- Katakwi Map of Uganda showing the location of Katakwi.
- Coordinates: 01°54′54″N 33°57′18″E﻿ / ﻿1.91500°N 33.95500°E
- Country: Uganda
- Region: Eastern Region of Uganda
- Sub-region: Teso sub-region
- District: Katakwi District
- Elevation: 1,100 m (3,600 ft)

Population (2020 Estimate)
- • Total: 9,100
- Time zone: UTC+3 (EAT)

= Katakwi =

Town in Uganda

Katakwi is a town in the Eastern Region of Uganda. It is the main municipal, administrative, and commercial center of Katakwi District and the site of the district headquarters.

==Location==
Katakwi is approximately 52 km, by road, northeast of Soroti, the largest city in the Teso sub-region. It is about 153 km, by road, northwest of Mbale, the largest city in Uganda's Eastern Region. Katakwi is approximately 343 km, by road, northeast of Kampala, the capital of Uganda and its largest city. The coordinates of the town are 01°54'54.0"N, 33°57'18.0"E (Latitude:1.9150; Longitude:33.9550).

==Population==
The 2002 national census estimated the town's population at 5,900. In 2010, the Uganda Bureau of Statistics (UBOS) estimated the population at 8,100. In 2011, the UBOS estimated the population at 8,400 people.
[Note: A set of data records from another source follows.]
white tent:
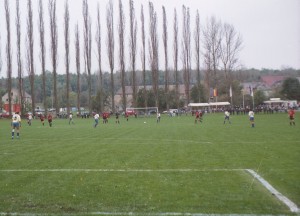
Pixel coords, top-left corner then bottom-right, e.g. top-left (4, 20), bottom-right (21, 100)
top-left (209, 102), bottom-right (230, 106)
top-left (188, 103), bottom-right (209, 107)
top-left (188, 102), bottom-right (230, 107)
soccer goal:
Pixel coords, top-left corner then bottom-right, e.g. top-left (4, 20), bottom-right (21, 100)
top-left (126, 107), bottom-right (158, 117)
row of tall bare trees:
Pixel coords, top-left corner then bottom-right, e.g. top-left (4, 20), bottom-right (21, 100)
top-left (0, 0), bottom-right (242, 115)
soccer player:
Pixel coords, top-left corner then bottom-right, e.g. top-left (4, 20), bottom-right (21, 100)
top-left (27, 114), bottom-right (32, 126)
top-left (47, 113), bottom-right (52, 127)
top-left (94, 113), bottom-right (100, 128)
top-left (156, 112), bottom-right (160, 123)
top-left (116, 112), bottom-right (120, 124)
top-left (195, 110), bottom-right (200, 124)
top-left (69, 113), bottom-right (75, 125)
top-left (40, 114), bottom-right (45, 126)
top-left (11, 112), bottom-right (21, 139)
top-left (289, 108), bottom-right (296, 126)
top-left (248, 110), bottom-right (254, 127)
top-left (224, 110), bottom-right (231, 124)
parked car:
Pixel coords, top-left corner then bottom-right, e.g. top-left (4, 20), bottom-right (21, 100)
top-left (0, 112), bottom-right (10, 118)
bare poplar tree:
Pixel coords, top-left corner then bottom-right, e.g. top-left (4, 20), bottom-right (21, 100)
top-left (27, 0), bottom-right (35, 115)
top-left (75, 23), bottom-right (81, 115)
top-left (96, 3), bottom-right (104, 110)
top-left (16, 0), bottom-right (24, 114)
top-left (106, 0), bottom-right (115, 112)
top-left (149, 2), bottom-right (159, 107)
top-left (118, 0), bottom-right (127, 110)
top-left (4, 0), bottom-right (12, 115)
top-left (194, 10), bottom-right (201, 102)
top-left (162, 6), bottom-right (169, 110)
top-left (129, 0), bottom-right (137, 107)
top-left (39, 0), bottom-right (47, 115)
top-left (141, 5), bottom-right (148, 107)
top-left (173, 8), bottom-right (179, 108)
top-left (182, 6), bottom-right (191, 104)
top-left (48, 0), bottom-right (59, 113)
top-left (82, 0), bottom-right (92, 112)
top-left (203, 17), bottom-right (222, 92)
top-left (220, 23), bottom-right (242, 85)
top-left (64, 0), bottom-right (70, 113)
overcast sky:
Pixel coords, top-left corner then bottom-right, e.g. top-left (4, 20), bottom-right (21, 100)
top-left (0, 0), bottom-right (300, 77)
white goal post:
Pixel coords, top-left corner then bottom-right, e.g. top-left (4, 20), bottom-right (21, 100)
top-left (126, 107), bottom-right (158, 117)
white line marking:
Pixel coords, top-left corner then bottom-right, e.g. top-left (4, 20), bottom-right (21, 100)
top-left (246, 169), bottom-right (300, 213)
top-left (0, 169), bottom-right (244, 172)
top-left (0, 212), bottom-right (286, 216)
top-left (0, 169), bottom-right (300, 213)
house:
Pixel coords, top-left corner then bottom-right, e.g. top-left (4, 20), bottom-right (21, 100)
top-left (261, 75), bottom-right (286, 88)
top-left (2, 88), bottom-right (32, 112)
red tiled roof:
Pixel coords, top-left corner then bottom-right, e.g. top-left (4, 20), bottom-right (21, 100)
top-left (261, 75), bottom-right (286, 87)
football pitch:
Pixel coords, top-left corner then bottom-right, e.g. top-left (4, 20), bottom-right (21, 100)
top-left (0, 113), bottom-right (300, 216)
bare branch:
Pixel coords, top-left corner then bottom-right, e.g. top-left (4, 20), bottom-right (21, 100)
top-left (106, 0), bottom-right (115, 112)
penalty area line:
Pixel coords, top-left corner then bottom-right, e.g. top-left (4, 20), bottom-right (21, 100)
top-left (0, 169), bottom-right (244, 172)
top-left (0, 212), bottom-right (288, 216)
top-left (246, 169), bottom-right (300, 213)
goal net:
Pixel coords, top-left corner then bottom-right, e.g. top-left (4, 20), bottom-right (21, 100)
top-left (126, 107), bottom-right (158, 117)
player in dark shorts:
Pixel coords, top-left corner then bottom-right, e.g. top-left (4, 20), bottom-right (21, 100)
top-left (289, 108), bottom-right (296, 126)
top-left (116, 112), bottom-right (120, 124)
top-left (195, 111), bottom-right (200, 124)
top-left (47, 113), bottom-right (52, 127)
top-left (40, 114), bottom-right (45, 126)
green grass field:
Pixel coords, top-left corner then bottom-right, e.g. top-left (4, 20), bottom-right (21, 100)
top-left (0, 113), bottom-right (300, 216)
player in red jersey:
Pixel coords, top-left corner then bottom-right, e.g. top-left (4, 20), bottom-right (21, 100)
top-left (40, 114), bottom-right (45, 126)
top-left (289, 108), bottom-right (296, 126)
top-left (195, 110), bottom-right (200, 124)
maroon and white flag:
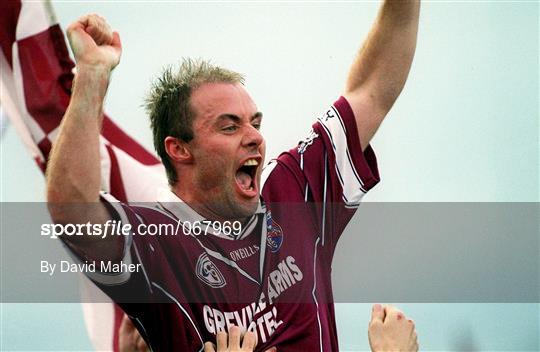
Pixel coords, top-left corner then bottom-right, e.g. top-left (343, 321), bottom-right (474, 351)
top-left (0, 0), bottom-right (167, 350)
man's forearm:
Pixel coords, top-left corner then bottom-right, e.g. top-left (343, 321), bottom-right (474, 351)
top-left (346, 0), bottom-right (420, 110)
top-left (47, 66), bottom-right (109, 203)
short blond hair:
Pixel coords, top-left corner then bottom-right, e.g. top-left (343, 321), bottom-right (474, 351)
top-left (145, 58), bottom-right (244, 185)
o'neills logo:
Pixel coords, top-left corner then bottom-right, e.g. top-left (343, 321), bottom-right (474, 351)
top-left (197, 253), bottom-right (227, 288)
top-left (266, 210), bottom-right (283, 253)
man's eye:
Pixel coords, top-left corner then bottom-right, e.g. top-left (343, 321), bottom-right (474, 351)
top-left (222, 126), bottom-right (238, 132)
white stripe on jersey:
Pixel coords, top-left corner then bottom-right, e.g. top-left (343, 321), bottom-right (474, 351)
top-left (321, 151), bottom-right (328, 246)
top-left (191, 235), bottom-right (259, 285)
top-left (152, 281), bottom-right (204, 352)
top-left (318, 107), bottom-right (366, 206)
top-left (133, 242), bottom-right (154, 293)
top-left (311, 237), bottom-right (323, 352)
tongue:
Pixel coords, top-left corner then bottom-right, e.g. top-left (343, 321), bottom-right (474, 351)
top-left (236, 170), bottom-right (251, 190)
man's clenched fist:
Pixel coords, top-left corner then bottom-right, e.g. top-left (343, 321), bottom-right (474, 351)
top-left (368, 304), bottom-right (418, 352)
top-left (67, 14), bottom-right (122, 71)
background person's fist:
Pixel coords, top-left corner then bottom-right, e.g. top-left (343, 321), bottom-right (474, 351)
top-left (67, 14), bottom-right (122, 71)
top-left (368, 304), bottom-right (418, 352)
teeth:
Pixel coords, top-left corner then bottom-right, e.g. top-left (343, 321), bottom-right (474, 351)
top-left (243, 159), bottom-right (259, 166)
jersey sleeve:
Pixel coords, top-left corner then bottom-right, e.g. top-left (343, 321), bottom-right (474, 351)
top-left (263, 97), bottom-right (379, 248)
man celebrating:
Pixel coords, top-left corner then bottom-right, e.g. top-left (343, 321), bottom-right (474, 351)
top-left (47, 1), bottom-right (419, 351)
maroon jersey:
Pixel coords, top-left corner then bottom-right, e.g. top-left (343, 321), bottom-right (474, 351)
top-left (74, 97), bottom-right (379, 352)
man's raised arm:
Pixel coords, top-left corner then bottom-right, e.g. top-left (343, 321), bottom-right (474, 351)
top-left (344, 0), bottom-right (420, 150)
top-left (47, 15), bottom-right (123, 260)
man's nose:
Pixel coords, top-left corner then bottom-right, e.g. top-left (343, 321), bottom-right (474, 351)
top-left (242, 126), bottom-right (264, 148)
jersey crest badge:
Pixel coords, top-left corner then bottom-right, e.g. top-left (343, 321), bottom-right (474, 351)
top-left (197, 253), bottom-right (227, 288)
top-left (266, 210), bottom-right (283, 253)
top-left (298, 128), bottom-right (319, 154)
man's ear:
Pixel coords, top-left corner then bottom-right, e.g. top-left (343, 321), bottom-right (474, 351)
top-left (164, 136), bottom-right (193, 164)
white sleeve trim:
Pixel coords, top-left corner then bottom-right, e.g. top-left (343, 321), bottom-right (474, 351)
top-left (318, 106), bottom-right (366, 207)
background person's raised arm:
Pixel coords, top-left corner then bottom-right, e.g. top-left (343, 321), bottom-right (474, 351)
top-left (47, 15), bottom-right (123, 260)
top-left (344, 0), bottom-right (420, 150)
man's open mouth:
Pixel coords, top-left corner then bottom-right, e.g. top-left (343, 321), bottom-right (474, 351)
top-left (235, 158), bottom-right (259, 192)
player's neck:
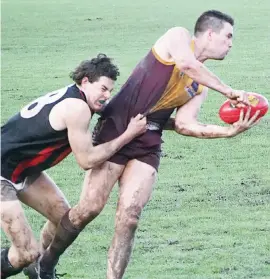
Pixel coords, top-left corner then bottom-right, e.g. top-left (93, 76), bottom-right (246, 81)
top-left (192, 36), bottom-right (208, 63)
top-left (76, 84), bottom-right (90, 107)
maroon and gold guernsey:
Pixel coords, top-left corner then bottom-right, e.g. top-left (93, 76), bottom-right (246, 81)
top-left (94, 42), bottom-right (203, 168)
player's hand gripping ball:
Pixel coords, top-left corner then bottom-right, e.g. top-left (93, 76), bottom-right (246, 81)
top-left (219, 93), bottom-right (269, 124)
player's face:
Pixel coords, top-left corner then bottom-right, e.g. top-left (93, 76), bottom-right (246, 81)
top-left (210, 22), bottom-right (233, 60)
top-left (82, 76), bottom-right (114, 111)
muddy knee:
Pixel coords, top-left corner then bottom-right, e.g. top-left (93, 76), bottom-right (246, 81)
top-left (116, 206), bottom-right (142, 232)
top-left (69, 198), bottom-right (106, 228)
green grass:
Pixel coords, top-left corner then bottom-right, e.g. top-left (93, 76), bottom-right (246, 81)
top-left (1, 0), bottom-right (270, 279)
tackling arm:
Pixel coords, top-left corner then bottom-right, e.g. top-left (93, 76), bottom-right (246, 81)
top-left (64, 100), bottom-right (134, 170)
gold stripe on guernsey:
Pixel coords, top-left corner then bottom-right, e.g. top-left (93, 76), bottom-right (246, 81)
top-left (150, 41), bottom-right (203, 113)
top-left (152, 47), bottom-right (175, 65)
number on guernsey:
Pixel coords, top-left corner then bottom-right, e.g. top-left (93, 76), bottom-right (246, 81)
top-left (21, 87), bottom-right (68, 118)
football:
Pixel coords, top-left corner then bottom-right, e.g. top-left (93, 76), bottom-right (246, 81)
top-left (219, 93), bottom-right (269, 124)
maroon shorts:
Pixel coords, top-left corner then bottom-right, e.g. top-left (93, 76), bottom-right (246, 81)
top-left (93, 118), bottom-right (161, 170)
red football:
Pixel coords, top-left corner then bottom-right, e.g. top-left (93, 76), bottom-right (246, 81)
top-left (219, 93), bottom-right (269, 124)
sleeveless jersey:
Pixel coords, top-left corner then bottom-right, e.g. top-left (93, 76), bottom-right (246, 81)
top-left (96, 42), bottom-right (203, 149)
top-left (1, 84), bottom-right (86, 183)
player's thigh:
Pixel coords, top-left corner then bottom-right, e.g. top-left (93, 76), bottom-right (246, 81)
top-left (18, 172), bottom-right (70, 224)
top-left (1, 181), bottom-right (36, 250)
top-left (118, 160), bottom-right (157, 213)
top-left (80, 161), bottom-right (124, 203)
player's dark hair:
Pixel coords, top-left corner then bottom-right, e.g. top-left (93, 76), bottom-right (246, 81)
top-left (194, 10), bottom-right (234, 36)
top-left (69, 54), bottom-right (120, 85)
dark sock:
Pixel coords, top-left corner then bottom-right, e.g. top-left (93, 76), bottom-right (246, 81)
top-left (40, 211), bottom-right (82, 270)
top-left (1, 248), bottom-right (23, 279)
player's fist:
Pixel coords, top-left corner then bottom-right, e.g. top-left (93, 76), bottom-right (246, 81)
top-left (127, 113), bottom-right (147, 137)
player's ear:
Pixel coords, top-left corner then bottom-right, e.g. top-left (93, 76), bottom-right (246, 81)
top-left (206, 28), bottom-right (213, 41)
top-left (82, 77), bottom-right (89, 84)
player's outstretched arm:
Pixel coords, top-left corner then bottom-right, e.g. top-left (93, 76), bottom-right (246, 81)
top-left (170, 89), bottom-right (259, 139)
top-left (65, 100), bottom-right (146, 170)
top-left (163, 27), bottom-right (249, 104)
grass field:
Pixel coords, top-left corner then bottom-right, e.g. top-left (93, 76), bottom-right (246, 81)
top-left (1, 0), bottom-right (270, 279)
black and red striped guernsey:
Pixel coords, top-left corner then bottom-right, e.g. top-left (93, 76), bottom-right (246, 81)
top-left (1, 85), bottom-right (86, 183)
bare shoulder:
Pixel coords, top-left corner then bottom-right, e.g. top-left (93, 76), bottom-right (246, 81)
top-left (64, 98), bottom-right (92, 123)
top-left (153, 27), bottom-right (191, 62)
top-left (49, 98), bottom-right (92, 131)
top-left (165, 26), bottom-right (191, 38)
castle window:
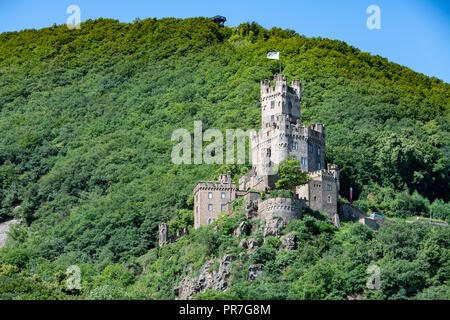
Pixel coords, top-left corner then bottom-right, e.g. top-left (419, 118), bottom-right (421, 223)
top-left (292, 141), bottom-right (297, 150)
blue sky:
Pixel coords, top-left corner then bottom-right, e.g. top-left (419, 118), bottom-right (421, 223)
top-left (0, 0), bottom-right (450, 83)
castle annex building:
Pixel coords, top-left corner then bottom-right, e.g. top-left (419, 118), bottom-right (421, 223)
top-left (194, 75), bottom-right (339, 228)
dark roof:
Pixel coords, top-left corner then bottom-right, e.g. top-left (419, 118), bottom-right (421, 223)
top-left (211, 16), bottom-right (227, 22)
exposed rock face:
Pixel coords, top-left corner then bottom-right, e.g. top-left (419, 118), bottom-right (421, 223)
top-left (174, 254), bottom-right (234, 300)
top-left (247, 264), bottom-right (263, 281)
top-left (234, 221), bottom-right (251, 238)
top-left (263, 218), bottom-right (286, 238)
top-left (281, 234), bottom-right (297, 250)
top-left (239, 238), bottom-right (248, 249)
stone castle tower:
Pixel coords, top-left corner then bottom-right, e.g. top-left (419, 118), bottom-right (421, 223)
top-left (190, 75), bottom-right (339, 228)
top-left (252, 75), bottom-right (325, 184)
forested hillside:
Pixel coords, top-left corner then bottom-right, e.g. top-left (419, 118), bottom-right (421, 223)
top-left (0, 18), bottom-right (450, 299)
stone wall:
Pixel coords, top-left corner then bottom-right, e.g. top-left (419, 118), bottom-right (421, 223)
top-left (194, 172), bottom-right (236, 229)
top-left (158, 223), bottom-right (189, 247)
top-left (258, 198), bottom-right (304, 222)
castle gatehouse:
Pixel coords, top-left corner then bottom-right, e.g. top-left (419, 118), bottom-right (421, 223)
top-left (194, 75), bottom-right (340, 228)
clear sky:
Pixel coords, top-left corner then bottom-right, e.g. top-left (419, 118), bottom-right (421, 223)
top-left (0, 0), bottom-right (450, 83)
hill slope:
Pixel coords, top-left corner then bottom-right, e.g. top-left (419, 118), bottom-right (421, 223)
top-left (0, 18), bottom-right (450, 298)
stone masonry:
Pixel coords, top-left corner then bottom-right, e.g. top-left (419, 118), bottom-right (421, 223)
top-left (190, 75), bottom-right (339, 228)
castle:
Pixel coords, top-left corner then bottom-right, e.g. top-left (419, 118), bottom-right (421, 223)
top-left (194, 74), bottom-right (339, 229)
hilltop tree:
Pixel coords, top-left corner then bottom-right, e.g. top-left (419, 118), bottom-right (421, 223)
top-left (275, 157), bottom-right (311, 190)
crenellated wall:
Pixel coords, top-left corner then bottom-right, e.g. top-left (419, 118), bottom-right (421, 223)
top-left (258, 198), bottom-right (304, 222)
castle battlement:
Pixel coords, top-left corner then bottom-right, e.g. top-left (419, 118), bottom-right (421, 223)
top-left (194, 75), bottom-right (339, 228)
top-left (258, 198), bottom-right (304, 222)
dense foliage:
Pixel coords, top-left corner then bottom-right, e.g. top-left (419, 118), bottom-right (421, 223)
top-left (0, 18), bottom-right (450, 299)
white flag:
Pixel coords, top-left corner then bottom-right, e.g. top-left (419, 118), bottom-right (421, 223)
top-left (267, 52), bottom-right (280, 60)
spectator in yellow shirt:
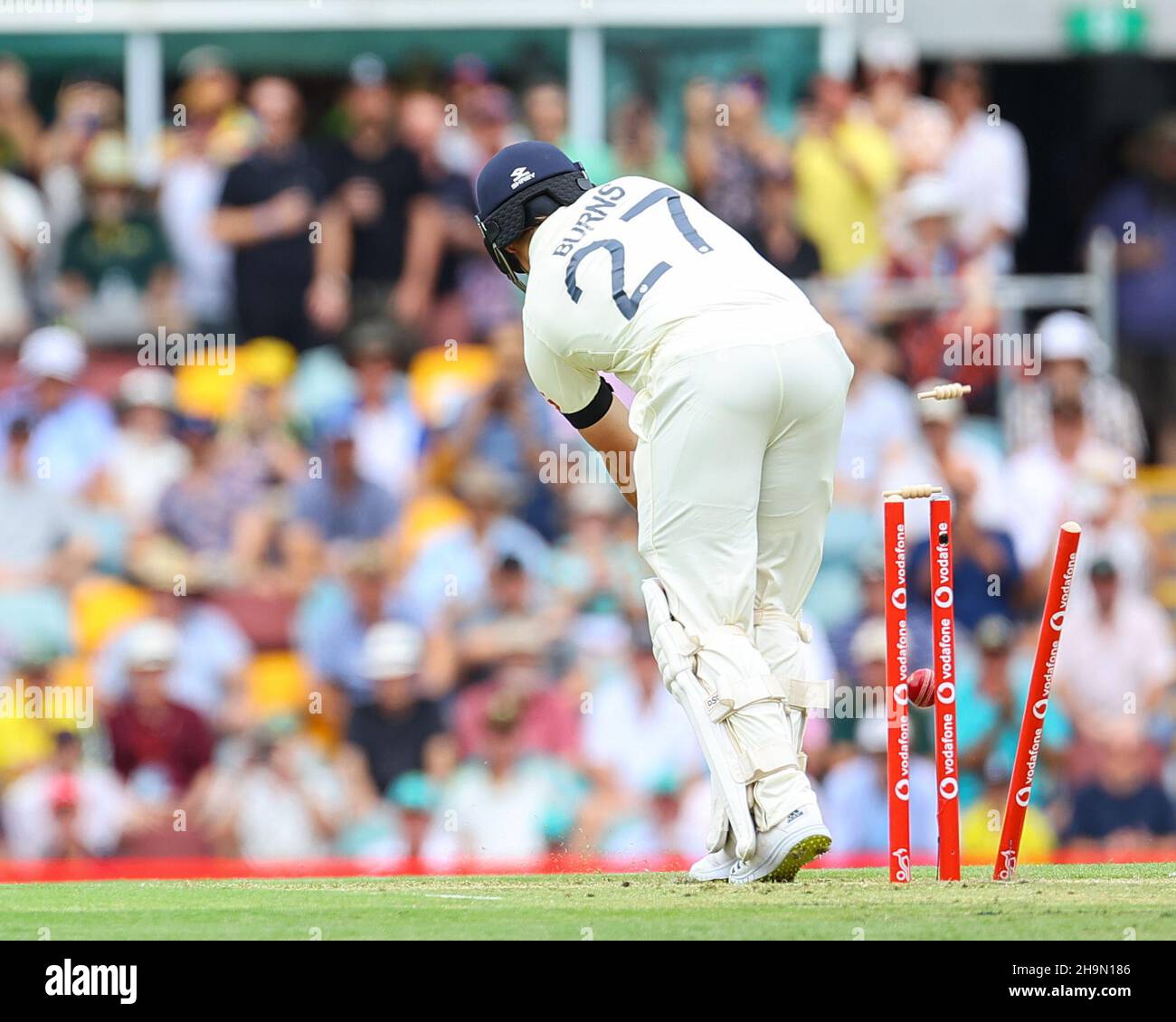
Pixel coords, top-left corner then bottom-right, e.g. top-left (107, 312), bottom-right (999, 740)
top-left (792, 75), bottom-right (900, 277)
top-left (960, 771), bottom-right (1057, 863)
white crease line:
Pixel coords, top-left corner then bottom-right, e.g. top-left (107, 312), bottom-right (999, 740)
top-left (424, 894), bottom-right (502, 901)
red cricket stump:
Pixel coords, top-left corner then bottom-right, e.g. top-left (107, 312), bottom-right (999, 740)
top-left (930, 497), bottom-right (960, 880)
top-left (992, 522), bottom-right (1082, 880)
top-left (883, 497), bottom-right (910, 884)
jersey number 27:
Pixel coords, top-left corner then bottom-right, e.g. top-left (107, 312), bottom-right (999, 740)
top-left (564, 188), bottom-right (712, 320)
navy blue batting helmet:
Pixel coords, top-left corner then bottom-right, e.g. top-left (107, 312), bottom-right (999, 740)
top-left (477, 142), bottom-right (592, 290)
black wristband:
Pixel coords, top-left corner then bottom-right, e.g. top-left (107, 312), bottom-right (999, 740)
top-left (562, 376), bottom-right (612, 430)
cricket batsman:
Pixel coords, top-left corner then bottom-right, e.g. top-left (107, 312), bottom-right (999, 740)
top-left (477, 142), bottom-right (853, 884)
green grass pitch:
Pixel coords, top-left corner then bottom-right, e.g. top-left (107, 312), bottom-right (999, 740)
top-left (0, 863), bottom-right (1176, 941)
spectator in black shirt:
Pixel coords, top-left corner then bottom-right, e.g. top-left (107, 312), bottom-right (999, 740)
top-left (213, 78), bottom-right (347, 349)
top-left (324, 78), bottom-right (443, 325)
top-left (347, 621), bottom-right (443, 792)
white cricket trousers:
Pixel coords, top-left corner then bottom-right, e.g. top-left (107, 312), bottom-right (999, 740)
top-left (631, 326), bottom-right (854, 830)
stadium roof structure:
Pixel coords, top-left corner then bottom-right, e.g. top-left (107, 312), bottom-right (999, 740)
top-left (0, 0), bottom-right (1176, 59)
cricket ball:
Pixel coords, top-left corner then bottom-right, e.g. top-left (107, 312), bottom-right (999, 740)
top-left (906, 667), bottom-right (935, 709)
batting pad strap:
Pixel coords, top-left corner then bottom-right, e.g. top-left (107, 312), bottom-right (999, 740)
top-left (784, 677), bottom-right (832, 710)
top-left (697, 626), bottom-right (782, 722)
top-left (740, 743), bottom-right (796, 784)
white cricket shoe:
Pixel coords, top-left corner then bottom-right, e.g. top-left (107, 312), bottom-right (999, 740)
top-left (686, 828), bottom-right (736, 884)
top-left (726, 804), bottom-right (832, 884)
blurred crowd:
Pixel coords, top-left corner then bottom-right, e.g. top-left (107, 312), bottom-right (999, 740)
top-left (0, 32), bottom-right (1176, 865)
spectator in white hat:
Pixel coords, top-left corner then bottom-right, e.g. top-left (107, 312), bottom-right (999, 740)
top-left (858, 24), bottom-right (952, 174)
top-left (347, 621), bottom-right (444, 791)
top-left (0, 326), bottom-right (114, 494)
top-left (1002, 309), bottom-right (1147, 459)
top-left (106, 365), bottom-right (192, 525)
top-left (937, 62), bottom-right (1029, 273)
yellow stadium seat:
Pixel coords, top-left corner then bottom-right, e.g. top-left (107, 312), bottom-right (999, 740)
top-left (408, 344), bottom-right (494, 426)
top-left (244, 649), bottom-right (310, 720)
top-left (70, 576), bottom-right (152, 653)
In 2015 the population of the town was projected at 8,000. In 2020 the mid-year population of Katakwi Town Council was projected at 9,100. It was calculated that the population of the town had increased at an average annual rate of 2.6 percent between 2015 and 2020.

==Points of interest==
The following additional points of interest lie within the town limits or close to the edges of town: (1) Stanbic Bank Uganda Limited maintains a branch in town (2) the offices of Katakwi Town Council (3) Katakwi central market (4) Katakwi General Hospital, a public hospital administered by the Uganda Ministry of Health (5) the Soroti–Katakwi–Moroto–Lokitanyala Road passes through the middle of town.